In [None]:
import tensorflow as tf      # For Deep learning 
import numpy as np           
import retro                 # Retro Environment
from retro import *


from skimage import transform #preprocess frames
from skimage.color import rgb2gray #gray frames

import matplotlib.pyplot as plt #Graphing tool

from collections import deque # Ordered collection with ends

import random

import warnings # This ignore all the warning messages that are printed during the training due to skiimage
warnings.filterwarnings('ignore')

In [None]:
env = retro.make(game='SpaceInvaders-Atari2600')

In [None]:
print("The size of our frame is: ", env.observation_space) #(pixels x pixels x number of pics)
print("The action size is : ", env.action_space.n)

# Here we create an hot encoded version of our actions
# possible_actions = [[1, 0, 0, 0, 0, 0, 0, 0], [0, 1, 0, 0, 0, 0, 0, 0, 0]...]
# Let's do this with an identity matrix!!!
possible_actions = np.array(np.identity(env.action_space.n,dtype=int).tolist())

In [None]:
def preprocess_frame(frame):
    #The purpose of this function is to reduce the computational power required for training
    gray = rgb2gray(frame)                                            #GRAY scale frame
    cropped_frame = gray[8:-12,4:-12]                                 #CROP the frame [Up: Down, Left: right]
    normalized_frame = cropped_frame/255.0
    preprocessed_frame = transform.resize(normalized_frame, [110,84]) #RESIZE the frame
    
    return preprocessed_frame #frame with dimensions 110x84x1
    

In [None]:
#NOT MY EXPLANATION BELOW

#Stacking frames is really important because it helps us to give have a sense of motion to our Neural Network.

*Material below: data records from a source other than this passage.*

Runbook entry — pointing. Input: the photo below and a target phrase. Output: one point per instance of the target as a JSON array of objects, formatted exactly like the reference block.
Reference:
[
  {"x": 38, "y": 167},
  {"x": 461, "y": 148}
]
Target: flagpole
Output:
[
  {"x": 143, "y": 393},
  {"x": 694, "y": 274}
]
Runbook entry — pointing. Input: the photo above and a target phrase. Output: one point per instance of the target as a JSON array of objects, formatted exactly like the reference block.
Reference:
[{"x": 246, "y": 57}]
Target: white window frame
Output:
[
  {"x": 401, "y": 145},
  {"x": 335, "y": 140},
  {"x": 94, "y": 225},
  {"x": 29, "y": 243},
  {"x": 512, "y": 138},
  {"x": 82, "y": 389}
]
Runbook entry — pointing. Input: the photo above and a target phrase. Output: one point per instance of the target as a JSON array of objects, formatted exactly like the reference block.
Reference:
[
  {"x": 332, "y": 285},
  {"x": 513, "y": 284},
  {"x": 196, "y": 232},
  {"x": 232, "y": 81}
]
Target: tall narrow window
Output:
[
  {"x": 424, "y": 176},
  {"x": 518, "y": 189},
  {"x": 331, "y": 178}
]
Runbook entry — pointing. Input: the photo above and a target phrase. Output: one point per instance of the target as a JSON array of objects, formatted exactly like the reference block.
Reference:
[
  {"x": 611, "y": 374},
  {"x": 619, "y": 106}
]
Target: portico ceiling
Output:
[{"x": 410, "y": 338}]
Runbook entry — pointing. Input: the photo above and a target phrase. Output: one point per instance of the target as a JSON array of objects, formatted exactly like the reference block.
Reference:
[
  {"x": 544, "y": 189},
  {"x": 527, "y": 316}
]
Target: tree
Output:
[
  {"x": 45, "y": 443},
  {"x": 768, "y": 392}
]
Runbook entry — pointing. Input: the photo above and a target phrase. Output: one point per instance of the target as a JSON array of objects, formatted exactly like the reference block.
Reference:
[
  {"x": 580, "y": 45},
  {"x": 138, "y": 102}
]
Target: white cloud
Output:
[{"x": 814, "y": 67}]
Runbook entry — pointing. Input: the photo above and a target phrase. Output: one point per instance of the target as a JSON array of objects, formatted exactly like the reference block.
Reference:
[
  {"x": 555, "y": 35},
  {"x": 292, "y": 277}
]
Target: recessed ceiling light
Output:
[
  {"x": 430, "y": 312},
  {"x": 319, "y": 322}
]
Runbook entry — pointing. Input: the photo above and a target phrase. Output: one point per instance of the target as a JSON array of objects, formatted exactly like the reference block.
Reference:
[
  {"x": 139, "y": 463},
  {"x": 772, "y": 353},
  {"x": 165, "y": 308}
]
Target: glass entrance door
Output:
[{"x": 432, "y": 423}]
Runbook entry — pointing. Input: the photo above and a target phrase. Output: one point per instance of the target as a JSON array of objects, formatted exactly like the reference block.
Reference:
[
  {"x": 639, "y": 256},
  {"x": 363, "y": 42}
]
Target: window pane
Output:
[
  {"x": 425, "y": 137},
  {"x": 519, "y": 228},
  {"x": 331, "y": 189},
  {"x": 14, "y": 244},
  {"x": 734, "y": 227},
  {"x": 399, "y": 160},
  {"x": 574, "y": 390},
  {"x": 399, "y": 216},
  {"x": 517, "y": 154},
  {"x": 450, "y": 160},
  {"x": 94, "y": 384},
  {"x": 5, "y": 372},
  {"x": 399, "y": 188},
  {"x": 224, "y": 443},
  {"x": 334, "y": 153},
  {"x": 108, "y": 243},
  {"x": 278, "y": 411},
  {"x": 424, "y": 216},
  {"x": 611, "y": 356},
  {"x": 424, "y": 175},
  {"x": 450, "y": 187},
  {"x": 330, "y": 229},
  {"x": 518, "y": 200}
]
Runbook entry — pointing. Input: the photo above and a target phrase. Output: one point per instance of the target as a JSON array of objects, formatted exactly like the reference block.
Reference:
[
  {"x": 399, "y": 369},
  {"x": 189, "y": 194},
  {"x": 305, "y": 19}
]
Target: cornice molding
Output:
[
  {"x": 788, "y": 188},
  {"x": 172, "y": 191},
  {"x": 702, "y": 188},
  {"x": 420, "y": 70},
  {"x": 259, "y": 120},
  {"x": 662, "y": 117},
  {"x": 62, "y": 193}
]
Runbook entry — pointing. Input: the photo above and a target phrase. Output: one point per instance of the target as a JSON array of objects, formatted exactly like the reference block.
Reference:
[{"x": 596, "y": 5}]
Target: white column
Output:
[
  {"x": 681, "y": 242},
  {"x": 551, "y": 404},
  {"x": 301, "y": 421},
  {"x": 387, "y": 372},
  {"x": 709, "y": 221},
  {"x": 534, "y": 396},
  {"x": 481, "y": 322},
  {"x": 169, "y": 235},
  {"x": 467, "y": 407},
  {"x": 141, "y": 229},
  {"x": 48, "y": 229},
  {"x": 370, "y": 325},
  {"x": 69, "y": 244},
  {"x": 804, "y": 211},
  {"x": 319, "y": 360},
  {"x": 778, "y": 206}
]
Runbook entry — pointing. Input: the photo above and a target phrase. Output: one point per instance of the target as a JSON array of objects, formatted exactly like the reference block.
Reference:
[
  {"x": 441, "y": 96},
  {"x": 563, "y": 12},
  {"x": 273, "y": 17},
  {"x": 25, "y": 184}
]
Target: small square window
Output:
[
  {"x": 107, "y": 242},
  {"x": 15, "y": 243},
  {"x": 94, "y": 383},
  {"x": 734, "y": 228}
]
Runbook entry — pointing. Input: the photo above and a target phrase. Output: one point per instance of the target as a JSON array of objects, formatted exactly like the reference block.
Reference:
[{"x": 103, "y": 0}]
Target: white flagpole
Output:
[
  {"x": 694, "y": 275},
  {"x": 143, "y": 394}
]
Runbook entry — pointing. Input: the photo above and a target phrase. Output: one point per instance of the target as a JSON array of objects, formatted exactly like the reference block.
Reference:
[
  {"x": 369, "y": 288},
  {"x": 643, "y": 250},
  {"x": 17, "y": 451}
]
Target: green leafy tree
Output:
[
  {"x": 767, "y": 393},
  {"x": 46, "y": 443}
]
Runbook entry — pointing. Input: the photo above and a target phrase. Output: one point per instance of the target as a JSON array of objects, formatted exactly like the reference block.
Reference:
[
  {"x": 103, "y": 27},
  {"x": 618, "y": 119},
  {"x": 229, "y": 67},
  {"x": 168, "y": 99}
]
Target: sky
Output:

#BUT, we don't stack each frames, we skip 4 frames at each timestep. This means that only every fourth frame is considered. And then, we use this frame to form the stack_frame.

#The frame skipping method is already implemented in the library.

   # First we preprocess frame
   # Then we append the frame to the deque that automatically removes the oldest frame
    #Finally we build the stacked state

#This is how work stack:

    #For the first frame, we feed 4 frames
    #At each timestep, we add the new frame to deque and then we stack them to form a new stacked frame
    #And so on stack
    #If we're done, we create a new stack with 4 new frames (because we are in a new episode).


In [None]:
stack_size = 4

#Initialize deque
#Zero-images and one array for each image
stacked_frames  =  deque([np.zeros((110,84), dtype=np.int) for i in range(stack_size)], maxlen=4)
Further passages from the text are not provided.